In his epistle to the Galatians, the apostle Paul passionately defends his apostleship and the gospel he received by the revelation of Jesus Christ against the error of legalism which is a performance-based religious system. He deals with this error In relation to both justification (Gal 2:16) and sanctification (Gal 3:3). This epistle has 6 chapters, 149 verses, and 3,084 words.
The apostle Paul established the churches in the region of Galatia (area of Asia Minor, north of the island of Cyprus) during his second missionary journey (Acts 16:6) and went back to strengthen them in the faith during his third journey (Acts 18:22-23). He may have written this epistle at the time of Acts 18:22 around 52 AD. This is the only epistle that Paul addressed to a group of churches (Gal 1:2). It is also unique in that it was written by Paul’s own hand (cf. Gal 6:11; Rom 16:22).
Legalists loved to come in behind Paul’s ministry in an area to try and influence the churches he established away from his message of grace. They taught the people that they must be circumcised and do the works of the law to be saved and sanctified. They were having success in Galatia (Gal 1:6-7, 2:16, 21; 3:1-3; 4:8-21; 5:1-12; 6:11-17).
Scripture not only reveals sound doctrine, but it also reproves and corrects for failure to believe and live by that doctrine. A balanced and Bible-based ministry not only teaches (positive aspect), but also reproves and corrects (negative aspect).
Although the apostle Paul wrote Galatians before Romans, it follows Romans in order of the church epistles because it is a letter of correction for doctrinal failure. The churches, at Galatia were listening to doctrine contrary to the doctrine of salvation by grace as laid out in Romans (Rom 3:19-28).
Doctrinal and moral failure is not to be tolerated in the church because it takes just a little leaven to leaven the whole lump. Leaven represents corruption that spreads (1 Cor 5:6; Gal 5:9). Doctrinal corruption produces moral corruption (1 Cor 15:33; 2 Tim 2:15-18). Sound doctrine produces godliness when it is genuinely believed (Titus 1:1).
I. Personal (1-2) — The grace message defended
Il. Doctrinal (3-4) — The grace message explained
Ill. Practical (5-6) — The grace message applied
The first two chapters clearly establish that Christ gave Paul a message and a ministry that was distinct from the twelve apostles. God inspired Paul to defend his distinct apostleship and ministry (not himself as a man) because it was constantly under attack.
In the middle two chapters, Paul uses Abraham to prove the historical precedent of God imputing righteousness by faith before the Law.
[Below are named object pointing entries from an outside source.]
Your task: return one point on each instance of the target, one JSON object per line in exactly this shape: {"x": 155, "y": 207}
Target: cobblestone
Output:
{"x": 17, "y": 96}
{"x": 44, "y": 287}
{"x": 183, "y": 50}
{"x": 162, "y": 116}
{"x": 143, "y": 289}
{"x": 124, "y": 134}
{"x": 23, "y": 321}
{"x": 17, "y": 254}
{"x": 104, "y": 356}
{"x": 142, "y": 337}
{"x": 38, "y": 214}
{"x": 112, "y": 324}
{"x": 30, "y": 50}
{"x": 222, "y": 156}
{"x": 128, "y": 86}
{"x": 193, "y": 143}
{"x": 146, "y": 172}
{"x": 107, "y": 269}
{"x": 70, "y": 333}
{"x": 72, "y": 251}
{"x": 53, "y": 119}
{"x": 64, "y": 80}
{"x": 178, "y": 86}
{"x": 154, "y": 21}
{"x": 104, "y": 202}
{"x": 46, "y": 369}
We are children of Abraham in the spiritual sense that we are in Christ and are also counted righteous by faith. We did not replace Israel, and neither are we spiritual Israel (Gal 3:27-28; 6:15-16). The Body of Christ is a new creature.
In the last two chapters Paul shows that the law is not required to live a righteous life (1 Tim 1:9). Many that preach salvation by grace teach sanctification by works. Putting believers under the law does not stop sin, it actually increases it (Rom 6:14; 1 Cor 15:56). The grace life is lived on a higher plane than the law system (Gal 5:13-26). We are not under the law of Moses, but the law of Christ, and of sowing and reaping that still apply today (Gal 6:1-10).